Она покачала головой.
— Только неясные тени, бередящие воображение, больше ничего. Но думаю, в конце концов, память вернется ко мне. И когда это случится, смогу взглянут правде в глаза. Сегодня я в этом убедилась. Всего час назад я пыталась найти частичку своего прошлого и смогла выжить. У меня, похоже, просто талант на выживание, и я горжусь этим. Я устала от постоянного чувства вины за свою жизнь. Что бы я ни делала, кем бы ни была, я должна с этим смириться. Я не собираюсь больше тратить данное мне Богом драгоценное время на то, чтобы стыдиться чего-то, чего я даже не помню.
На этот раз Джизус улыбнулся.
— Ну и правильно.
— А еще я обнаружила сегодня, что не могу торопить события. — Грустная улыбка мелькнула на ее губах. — Это слова Джанет Кертис, не мои. Но это правда. Я не могу насильно заставить себя что-нибудь вспомнить. Сегодня я попробовала, и мне не удалось. Теперь я собираюсь решить, что делать дальше.
— Увы, это не так просто.
Она кивнула.
— И еще, я не хочу все время только брать. Это тяготит. Мне необходимо найти работу.
Бертон был обескуражен и рассержен.
— Какую бы работу ты ни собиралась подыскать, меня тревожит состояние твоего здоровья и то, что ты подвергаешь себя опасности. Меня это очень волнует.
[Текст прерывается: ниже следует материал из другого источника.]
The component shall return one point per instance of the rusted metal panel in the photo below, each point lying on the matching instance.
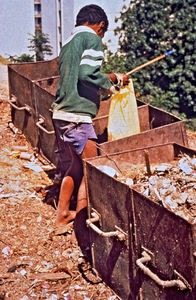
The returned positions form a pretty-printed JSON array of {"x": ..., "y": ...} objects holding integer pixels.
[
  {"x": 23, "y": 106},
  {"x": 46, "y": 134},
  {"x": 111, "y": 257},
  {"x": 21, "y": 78},
  {"x": 164, "y": 128},
  {"x": 169, "y": 240}
]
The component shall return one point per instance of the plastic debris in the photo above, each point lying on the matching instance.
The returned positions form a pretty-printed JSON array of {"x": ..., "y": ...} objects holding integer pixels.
[
  {"x": 171, "y": 185},
  {"x": 7, "y": 251}
]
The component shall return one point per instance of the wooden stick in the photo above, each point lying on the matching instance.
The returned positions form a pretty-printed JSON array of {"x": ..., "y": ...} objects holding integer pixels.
[{"x": 150, "y": 62}]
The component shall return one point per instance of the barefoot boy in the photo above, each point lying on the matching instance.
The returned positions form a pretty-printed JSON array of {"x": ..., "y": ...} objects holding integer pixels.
[{"x": 77, "y": 102}]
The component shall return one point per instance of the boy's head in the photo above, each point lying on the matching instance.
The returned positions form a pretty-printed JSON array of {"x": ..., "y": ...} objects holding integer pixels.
[{"x": 92, "y": 14}]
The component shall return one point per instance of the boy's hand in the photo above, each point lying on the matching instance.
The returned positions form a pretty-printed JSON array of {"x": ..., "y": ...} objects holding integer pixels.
[{"x": 122, "y": 79}]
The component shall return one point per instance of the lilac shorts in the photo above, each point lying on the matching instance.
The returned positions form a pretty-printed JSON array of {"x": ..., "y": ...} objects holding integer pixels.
[{"x": 76, "y": 135}]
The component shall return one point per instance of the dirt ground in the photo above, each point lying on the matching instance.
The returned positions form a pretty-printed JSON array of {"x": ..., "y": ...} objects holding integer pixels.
[{"x": 34, "y": 265}]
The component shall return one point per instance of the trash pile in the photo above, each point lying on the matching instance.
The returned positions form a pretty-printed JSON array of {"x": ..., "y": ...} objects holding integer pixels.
[
  {"x": 33, "y": 263},
  {"x": 171, "y": 184}
]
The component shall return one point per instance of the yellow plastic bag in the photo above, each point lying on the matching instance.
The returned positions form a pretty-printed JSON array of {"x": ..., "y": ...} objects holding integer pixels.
[{"x": 123, "y": 118}]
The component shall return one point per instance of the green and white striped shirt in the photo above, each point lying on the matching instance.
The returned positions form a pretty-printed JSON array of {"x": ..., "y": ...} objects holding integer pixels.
[{"x": 81, "y": 78}]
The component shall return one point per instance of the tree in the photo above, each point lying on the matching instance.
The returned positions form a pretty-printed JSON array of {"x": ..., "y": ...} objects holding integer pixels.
[
  {"x": 150, "y": 28},
  {"x": 40, "y": 45}
]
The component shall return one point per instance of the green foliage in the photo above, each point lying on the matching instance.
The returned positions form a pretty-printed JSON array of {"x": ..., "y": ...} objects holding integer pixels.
[
  {"x": 39, "y": 43},
  {"x": 22, "y": 58},
  {"x": 150, "y": 28},
  {"x": 25, "y": 58}
]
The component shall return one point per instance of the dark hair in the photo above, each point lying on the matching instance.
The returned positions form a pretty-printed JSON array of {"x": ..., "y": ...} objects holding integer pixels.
[{"x": 93, "y": 14}]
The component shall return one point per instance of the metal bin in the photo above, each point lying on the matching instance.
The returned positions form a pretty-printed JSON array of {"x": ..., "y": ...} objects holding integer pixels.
[{"x": 139, "y": 248}]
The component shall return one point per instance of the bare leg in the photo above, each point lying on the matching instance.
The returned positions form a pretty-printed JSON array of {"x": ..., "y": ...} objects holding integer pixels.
[
  {"x": 90, "y": 150},
  {"x": 64, "y": 215},
  {"x": 80, "y": 228}
]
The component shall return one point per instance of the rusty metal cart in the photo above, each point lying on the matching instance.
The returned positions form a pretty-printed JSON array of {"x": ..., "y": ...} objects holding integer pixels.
[
  {"x": 139, "y": 248},
  {"x": 22, "y": 78}
]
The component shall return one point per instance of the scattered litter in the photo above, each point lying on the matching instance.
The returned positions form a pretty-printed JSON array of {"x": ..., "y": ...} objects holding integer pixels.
[
  {"x": 108, "y": 170},
  {"x": 26, "y": 156},
  {"x": 171, "y": 185},
  {"x": 7, "y": 195},
  {"x": 23, "y": 272},
  {"x": 13, "y": 128},
  {"x": 24, "y": 298},
  {"x": 32, "y": 166},
  {"x": 53, "y": 297},
  {"x": 7, "y": 251}
]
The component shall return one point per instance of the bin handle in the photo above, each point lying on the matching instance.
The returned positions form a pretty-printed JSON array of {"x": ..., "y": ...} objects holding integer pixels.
[
  {"x": 13, "y": 100},
  {"x": 164, "y": 283},
  {"x": 39, "y": 124},
  {"x": 95, "y": 218}
]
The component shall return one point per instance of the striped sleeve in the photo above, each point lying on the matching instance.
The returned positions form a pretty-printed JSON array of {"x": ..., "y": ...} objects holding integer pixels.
[{"x": 90, "y": 68}]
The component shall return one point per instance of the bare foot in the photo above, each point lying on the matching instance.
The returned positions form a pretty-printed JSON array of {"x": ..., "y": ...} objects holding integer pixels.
[
  {"x": 63, "y": 221},
  {"x": 63, "y": 229}
]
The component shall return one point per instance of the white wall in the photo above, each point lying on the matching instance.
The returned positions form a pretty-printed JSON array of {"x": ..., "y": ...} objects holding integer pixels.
[
  {"x": 112, "y": 9},
  {"x": 49, "y": 24},
  {"x": 16, "y": 21}
]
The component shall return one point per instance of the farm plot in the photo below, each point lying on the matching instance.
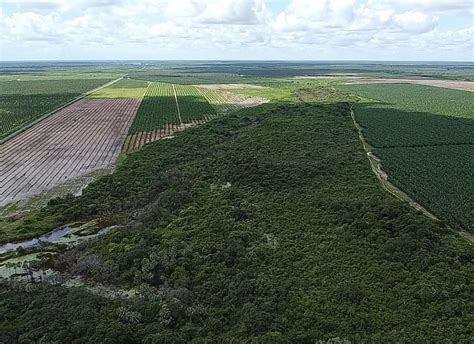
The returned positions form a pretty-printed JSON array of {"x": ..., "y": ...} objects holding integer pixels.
[
  {"x": 168, "y": 108},
  {"x": 440, "y": 177},
  {"x": 85, "y": 136},
  {"x": 424, "y": 136},
  {"x": 226, "y": 102},
  {"x": 192, "y": 105},
  {"x": 23, "y": 101}
]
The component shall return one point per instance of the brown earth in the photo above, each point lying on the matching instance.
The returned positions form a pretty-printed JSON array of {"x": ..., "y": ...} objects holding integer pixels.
[{"x": 81, "y": 138}]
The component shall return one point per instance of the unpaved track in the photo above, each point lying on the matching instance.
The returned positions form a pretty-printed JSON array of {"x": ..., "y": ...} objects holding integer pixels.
[
  {"x": 177, "y": 106},
  {"x": 77, "y": 140}
]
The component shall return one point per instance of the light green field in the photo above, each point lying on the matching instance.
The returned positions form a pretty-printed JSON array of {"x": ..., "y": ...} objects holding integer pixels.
[{"x": 124, "y": 88}]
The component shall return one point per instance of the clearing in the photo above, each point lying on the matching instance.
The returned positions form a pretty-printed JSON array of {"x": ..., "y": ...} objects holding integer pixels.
[{"x": 86, "y": 136}]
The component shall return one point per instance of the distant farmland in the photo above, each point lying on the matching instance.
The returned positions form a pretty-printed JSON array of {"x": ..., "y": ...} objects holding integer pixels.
[
  {"x": 90, "y": 134},
  {"x": 425, "y": 138},
  {"x": 167, "y": 108},
  {"x": 23, "y": 99}
]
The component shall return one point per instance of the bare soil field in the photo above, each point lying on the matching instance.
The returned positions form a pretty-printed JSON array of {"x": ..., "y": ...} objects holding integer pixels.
[
  {"x": 229, "y": 86},
  {"x": 83, "y": 137},
  {"x": 452, "y": 84}
]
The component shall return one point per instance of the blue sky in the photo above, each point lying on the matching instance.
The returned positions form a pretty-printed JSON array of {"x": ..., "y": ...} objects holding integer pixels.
[{"x": 434, "y": 30}]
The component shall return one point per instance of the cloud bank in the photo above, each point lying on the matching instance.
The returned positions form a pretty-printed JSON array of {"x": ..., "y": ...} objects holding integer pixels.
[{"x": 237, "y": 29}]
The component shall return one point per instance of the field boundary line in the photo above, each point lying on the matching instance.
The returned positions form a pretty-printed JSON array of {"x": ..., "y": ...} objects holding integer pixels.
[
  {"x": 375, "y": 164},
  {"x": 52, "y": 112},
  {"x": 177, "y": 106},
  {"x": 382, "y": 176}
]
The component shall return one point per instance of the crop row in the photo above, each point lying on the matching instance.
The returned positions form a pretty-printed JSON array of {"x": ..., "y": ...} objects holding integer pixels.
[
  {"x": 192, "y": 105},
  {"x": 413, "y": 115},
  {"x": 158, "y": 109},
  {"x": 76, "y": 140},
  {"x": 440, "y": 178},
  {"x": 21, "y": 102}
]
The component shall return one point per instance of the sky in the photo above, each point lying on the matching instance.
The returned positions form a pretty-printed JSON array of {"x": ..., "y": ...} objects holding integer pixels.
[{"x": 394, "y": 30}]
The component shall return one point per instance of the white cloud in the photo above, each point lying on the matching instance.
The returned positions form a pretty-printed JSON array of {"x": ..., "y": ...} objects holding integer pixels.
[
  {"x": 232, "y": 25},
  {"x": 415, "y": 21}
]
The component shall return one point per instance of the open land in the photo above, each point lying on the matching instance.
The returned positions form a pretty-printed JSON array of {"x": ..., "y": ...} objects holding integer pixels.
[{"x": 85, "y": 136}]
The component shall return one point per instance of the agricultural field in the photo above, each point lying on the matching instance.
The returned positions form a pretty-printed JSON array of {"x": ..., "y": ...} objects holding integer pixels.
[
  {"x": 267, "y": 224},
  {"x": 124, "y": 88},
  {"x": 25, "y": 98},
  {"x": 440, "y": 177},
  {"x": 192, "y": 105},
  {"x": 83, "y": 137},
  {"x": 425, "y": 137},
  {"x": 168, "y": 108},
  {"x": 158, "y": 109}
]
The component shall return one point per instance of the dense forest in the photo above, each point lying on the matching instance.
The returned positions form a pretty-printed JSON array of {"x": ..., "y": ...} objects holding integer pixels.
[{"x": 264, "y": 226}]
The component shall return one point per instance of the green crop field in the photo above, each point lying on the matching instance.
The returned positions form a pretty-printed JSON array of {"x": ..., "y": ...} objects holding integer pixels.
[
  {"x": 157, "y": 109},
  {"x": 440, "y": 177},
  {"x": 266, "y": 224},
  {"x": 192, "y": 104},
  {"x": 269, "y": 224},
  {"x": 425, "y": 137},
  {"x": 24, "y": 99}
]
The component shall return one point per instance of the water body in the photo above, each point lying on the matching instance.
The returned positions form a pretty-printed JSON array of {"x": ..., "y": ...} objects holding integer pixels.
[{"x": 64, "y": 235}]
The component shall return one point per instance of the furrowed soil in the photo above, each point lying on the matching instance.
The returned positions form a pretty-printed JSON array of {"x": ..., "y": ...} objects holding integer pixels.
[{"x": 86, "y": 136}]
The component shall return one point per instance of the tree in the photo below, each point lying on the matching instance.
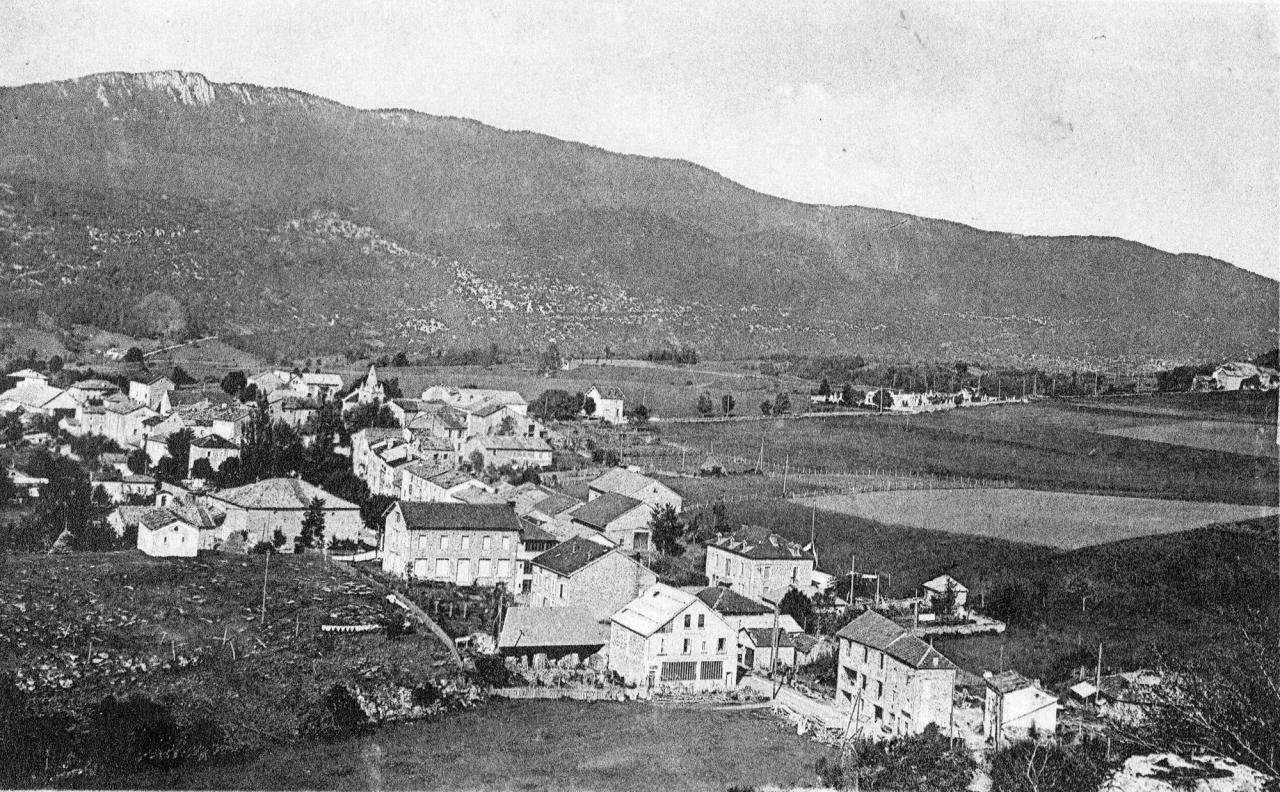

— Неужели? — спросила она тихо.
Мужчина глухо застонал, его руки потянулись к Мари, и он, обхватив ее за талию, привлек к себе на колени. Он развернул Марию, заставив отклониться назад, чтобы его губы могли касаться лица. Он стал жадно целовать девушку. Бертон, который постоянно только давал, теперь, наконец, брал свое. Брал то, чего ему хотелось: он так страстно желал Мари… Ей, которая раньше только брала и брала, было позволено, наконец, отдавать.
— Да, меня это волнует, — пробормотал он среди бурной череды поцелуев, все глубже зарываясь рукой в ее волосы. — Меня это волнует больше, чем следовало бы для блага каждого из нас.
Она не смогла ответить, ее чувства были в смятении, тело полностью отдалось ласке. Когда его руки, наконец, проникли под блузку и обнаружили, что под ней нет бюстгальтера, это заставило ее задрожать не меньше, чем его. Не дыша, она ждала, пока его руки насладятся ее телом. Она замирала от страстного желания, каждое его прикосновение порождало внутри нее взрыв. Удовольствие, которое она испытывала, было незнакомо ей, как и многое другое в этой новой жизни.
Полная новых ощущений, она выгнулась с закрытыми глазами и крепче прильнула к нему, издав стон наслаждения.
— Мари, ты прекрасна. — Голос Джиса стал низким и срывающимся. — Я так тебя хочу.
— Разве ты не знаешь, что я вся твоя? — спросила она, открывая глаза, чтобы посмотреть на него. — Разве ты этого не знал раньше?
Дрожащими руками он стал расстегивать пуговицы на ее блузке.
— Но, может быть, ты не желаешь этого? — вспыхнула она.
Его не надо было спрашивать. Он хотел ее слишком сильно, чтобы быть осторожным и деликатным, как того требовало ее еще неокрепшее после болезни тело. Он желал ее слишком сильно, чтобы бороться со своей страстью. Но все-таки рассудок, наконец, напомнил ему об этом. Он не мог взять ее сейчас. Он не мог взять ее, когда столько сложных проблем между ними.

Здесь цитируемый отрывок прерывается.